Stacking takes place in a fictional Victorian London setting. The player controls Charlie, the youngest and smallest doll of the Blackmore family, who sets off to rescue his four imprisoned siblings and chimney sweep father from an evil industrialist and child labor enforcer named the Baron. As Charlie, the player can stack inside dolls that are one size larger than him and so forth, gaining control of the doll’s movement and unique ability. It is not the size of the dolls themselves (most of the time), but rather the abilities in which the doll characters possess that are the player’s main tool in solving the puzzles.

The main game consists of four areas in which the player is prompted to explore in a startlingly open-world-esque fashion. Activities include tasks (which make up the true “main” game) each one containing multiple solutions, collecting “unique dolls” — simply by jumping inside them — and hi-jinks: a list of mischievous duties intended for the player to perform specific actions while operating a particular doll.

Stacking brandishes its own style of puzzles by abandoning conventionality and assumes a real-world logical thinking approach in its problems and solutions (to a cartoonish degree, at least).
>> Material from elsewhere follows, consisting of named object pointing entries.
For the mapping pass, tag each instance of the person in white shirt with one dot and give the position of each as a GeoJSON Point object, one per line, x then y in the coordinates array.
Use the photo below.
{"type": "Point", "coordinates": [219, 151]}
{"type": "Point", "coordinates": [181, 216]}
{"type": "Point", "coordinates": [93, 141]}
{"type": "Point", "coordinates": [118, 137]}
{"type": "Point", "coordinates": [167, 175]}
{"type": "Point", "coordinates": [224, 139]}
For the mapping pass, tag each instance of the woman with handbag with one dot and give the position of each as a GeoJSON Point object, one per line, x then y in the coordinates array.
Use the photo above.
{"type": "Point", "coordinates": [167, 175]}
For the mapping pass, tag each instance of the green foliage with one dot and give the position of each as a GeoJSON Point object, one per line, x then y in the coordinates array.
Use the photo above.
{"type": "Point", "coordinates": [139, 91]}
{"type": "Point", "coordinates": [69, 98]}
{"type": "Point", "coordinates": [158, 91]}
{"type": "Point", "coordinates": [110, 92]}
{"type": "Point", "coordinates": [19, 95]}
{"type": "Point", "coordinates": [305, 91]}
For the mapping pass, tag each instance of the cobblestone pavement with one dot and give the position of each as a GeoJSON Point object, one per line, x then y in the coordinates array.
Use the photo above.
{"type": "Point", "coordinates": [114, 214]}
There is no “move-the-objects-so-that-the-pieces-fit” overarching objective, only a string of scenarios propelling your imagination to do some creative brainstorming and to make some wild assumptions.

I admire Stacking a lot for exhibiting its own brand of puzzle style, but truly warming up to its delights is a little troubling. It never really feels like the player is put to the test to do any serious critical thinking. Most of the puzzles rather feel like a tedious manhunt to find the correct doll for the job. Finding the doll isn’t the fun part of the puzzle, but it’s the thinking process behind what the doll does is.

There is one instance in the final area of the game where the player must blend two dolls’ abilities to accomplish a task. The devs should have definitely crafted more puzzles like this one and perhaps even expand it to three, four plus dolls so that there would be way more flexibility in the game’s cognitive elements. Unfortunately, this idea rarely recurs and what we’re left with is a pretty straightforward puzzle adventure.

Stacking is admittedly difficult to flat-out dislike, though, as there is still plenty of whimsy and flourishing touches in its world design to appreciate. Its enjoyment mostly stems from the side activities — collecting unique dolls and hi-jinks — in which the player is given the playful freedom to roam the opulent locations and tinker with the abilities of the diverse cast of dolls. This is where acts like farting on old people and giving a peacock a wedgie are rewarded.

Overall, Stacking is certainly a highly amusing video game with a delightfully whimsical world that meets expectations but rarely ever exceeds them. Its silent film cutscenes set a diverting tone for a brief game that doesn’t exactly have the best designed puzzles to offer. The puzzles are fine, but again, they don’t exactly require the kind of critical thinking to be considered a classic.